Dependendo do tamanho da área a ser plantada, um mesmo produtor escolhe materiais de ciclos diferentes, para ter um escalonamento no plantio e também na colheita, facilitando o trabalho, a utilização de máquinas e mão-de-obra.
As variedades recomendadas no ano passado para o Paraná - Embrapa 58, 59, 60, 61 e 62 - já estão nas mãos dos produtores de sementes e devem estar disponíveis para os sojicultores na safra do ano que vem. Neste ano acabam de ser lançadas as cultivares Embrapa-132, 133, 134, 135, e 136 para o Paraná.
NovidadesPara o Mato Grosso do Sul foram lançadas três novas variedades lambari, de ciclo precoce/médio, mandi, semitardio e surubi, tardio; para o Mato Grosso uma cultivar uirapuru de ciclo semitardio e tardio; para Minas Gerais, renascença de ciclo médio; confiança, semiprecoce e segurança, semitardio; para Goiás, as variedades celeste, de ciclo tardio; carla, médio e BR/IAC 21, de ciclo médio; e para o Maranhão, duas cultivares parnaíba e sambaiba
A maior novidade entre estes lançamentos é a cultivar renascença que é a primeira no Brasil a ter resistência à raça 3 do nematóide de cisto. Tendo em vista que lá o problema com nematóide é maior, a pesquisa lançou primeiro uma variedade adaptada para aquela região, mas em breve teremos materiais resistentes para outras regiões também, diz Pípolo.
Para que ocorra uma adoção mais rápida dessas novas cultivares, a Embrapa está desenvolvendo uma estratégia de difusão capaz de motivar a assistência técnica, a extensão rural e os produtores.

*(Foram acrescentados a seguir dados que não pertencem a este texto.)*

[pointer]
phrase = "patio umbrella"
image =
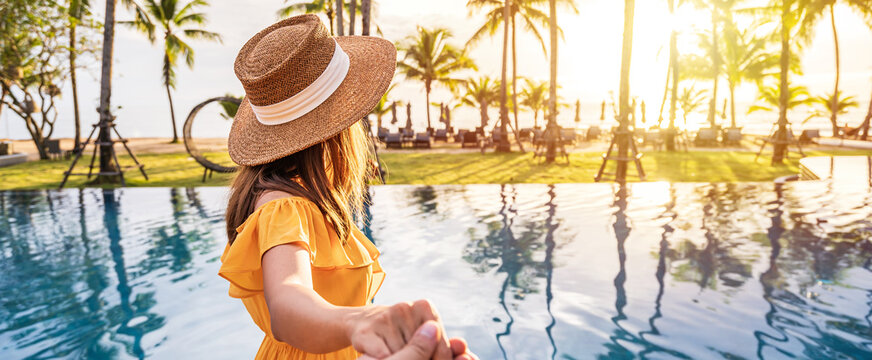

A Embrapa mantém uma parceria com 16 produtores de sementes, que recebem as novas coleções para reproduzirem no campo com orientação e acompanhamento dos pesquisadores. Depois de instalados, esses campos-pilotos se transformam em Unidades Demonstrativas que são utilizadas em dias-de-campos, onde os produtores podem avaliar o desenvolvimento dos novos materiais.
O objetivo é validar, regionalmente, os resultados e recomendações da pesquisa e ampliar a participação das cultivares desenvolvidas na Embrapa-Soja no total de sementes comercializadas no Paraná, diz Pípolo. Até 89/90 as variedades da Embrapa ocupavam apenas 3% da área de soja cultivada no Estado, na última safra (96/97) esta participação cresceu para 65%, e a tendência é crescer ainda mais, avalia o pesquisador.